Bitte befolgen Sie die nachstehenden Hinweise, um eine bestmögliche Schadensregulierung zu ermöglichen. Ein professionelles Handeln ist für Sie als Versicherungsnehmer besonders wichtig, da eine Nichtbeachtung zum teilweisen oder vollständigen Verlust des Versicherungsschutzes führen kann und die Schadensregulierung erschwert.

  • Bei Personenschäden informieren Sie ausnahmslos umgehend die Polizei. Wählen Sie in Notfällen oder bei Nichtvorhandensein der örtlichen Polzeirufnummer die  bundesweit geltende 110.
  • Auch wenn die Schuldfrage klar bei Ihnen liegen sollte, geben Sie niemals ein Schuldanerkenntnis ab.
  • Beauftragen Sie keinen eigenen Anwalt mit der Abwehr der Ansprüche.
  • Im Interesse des Geschädigten, sollten dieser die beschädigten Sachen fotografieren und aufbewahren bis der Versicherer den Schaden abschließend reguliert hat. Auch eine Reparaturvergabe sollte vorher unbedingt mit dem Versicherer abgestimmt werden. Dies liegt im Interesse des Geschädigten und ist nicht Ihre Pflicht.

Kam es zu einem Brand?

Bitte befolgen Sie die nachstehenden Hinweise, um eine bestmögliche Schadensregulierung zu ermöglichen. Ein professionelles Handeln ist für Sie als Versicherungsnehmer besonders wichtig, da eine Nichtbeachtung zum teilweisen oder vollständigen Verlust des Versicherungsschutzes führen kann und die Schadensregulierung erschwert.

  • Informieren Sie umgehend die Feuerwehr über die bundesweite Rufnummer 112, wenn es noch brennt beziehungsweise wenn es sich um einen größeren Brandbereich gehandelt hat.
  • Fotografieren Sie die Brandursache beziehungsweise den Brandherd, wenn dies noch möglich ist. 
  • Füllen Sie die Fragebögen des Versicherers gewissenhaft und vollständig aus.

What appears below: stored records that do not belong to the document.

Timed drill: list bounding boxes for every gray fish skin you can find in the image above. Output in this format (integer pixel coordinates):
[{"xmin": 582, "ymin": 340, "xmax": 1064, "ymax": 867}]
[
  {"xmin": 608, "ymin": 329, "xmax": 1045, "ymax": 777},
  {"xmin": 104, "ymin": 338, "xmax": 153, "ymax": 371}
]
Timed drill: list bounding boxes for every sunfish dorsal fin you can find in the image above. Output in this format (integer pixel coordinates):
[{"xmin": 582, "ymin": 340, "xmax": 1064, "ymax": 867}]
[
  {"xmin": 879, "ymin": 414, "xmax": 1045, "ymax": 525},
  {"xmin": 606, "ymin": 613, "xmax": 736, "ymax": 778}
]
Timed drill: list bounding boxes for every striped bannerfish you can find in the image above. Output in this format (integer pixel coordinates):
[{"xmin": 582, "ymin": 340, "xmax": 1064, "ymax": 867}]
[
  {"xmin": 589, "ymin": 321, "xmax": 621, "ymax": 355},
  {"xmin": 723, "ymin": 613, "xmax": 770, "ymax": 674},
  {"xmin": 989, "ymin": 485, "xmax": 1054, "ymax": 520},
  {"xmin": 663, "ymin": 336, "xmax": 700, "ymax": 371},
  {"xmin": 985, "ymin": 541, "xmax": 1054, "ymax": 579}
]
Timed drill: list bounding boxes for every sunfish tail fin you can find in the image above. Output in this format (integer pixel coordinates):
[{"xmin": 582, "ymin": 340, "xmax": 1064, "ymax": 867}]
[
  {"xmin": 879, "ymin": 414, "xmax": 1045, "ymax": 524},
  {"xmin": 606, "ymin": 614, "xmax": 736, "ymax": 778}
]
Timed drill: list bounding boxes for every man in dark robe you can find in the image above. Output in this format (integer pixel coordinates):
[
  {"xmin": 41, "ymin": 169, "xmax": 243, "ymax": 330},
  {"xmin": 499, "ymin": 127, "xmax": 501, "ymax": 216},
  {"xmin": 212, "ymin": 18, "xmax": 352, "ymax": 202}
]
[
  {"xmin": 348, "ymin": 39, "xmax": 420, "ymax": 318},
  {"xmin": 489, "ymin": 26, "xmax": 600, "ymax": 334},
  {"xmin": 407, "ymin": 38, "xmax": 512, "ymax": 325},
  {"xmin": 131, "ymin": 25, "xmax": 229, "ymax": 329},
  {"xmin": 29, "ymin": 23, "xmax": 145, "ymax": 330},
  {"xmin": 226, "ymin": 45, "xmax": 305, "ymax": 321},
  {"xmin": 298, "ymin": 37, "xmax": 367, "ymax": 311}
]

Sofern Sie Fragen nicht beantworten können, vermerken Sie dies bitte. 
  • Fotografieren Sie die beschädigten Sachen.
  • Bewahren Sie die beschädigten Sachen auf, bis der Versicherer den Schaden abschließend reguliert hat.
  • Vergeben Sie keine Reparaturaufträge oder ähnliches, ohne vorher die Freigabe durch den Versicherer erhalten zu haben. Dies gilt nicht für notwendige Maßnahmen zur Schadenminderung. 
  • Erstellen Sie ein Verzeichnis, in dem alle beschädigten oder zerstörten Sachen aufgeführt sind.
  • Legen Sie für die einzelnen Gegenstände Kopien der entsprechenden Kaufquittungen bei bzw. holen Sie Kostenvoranschläge ein oder schätzen Sie die ungefähre Schadenshöhe zunächst selbst.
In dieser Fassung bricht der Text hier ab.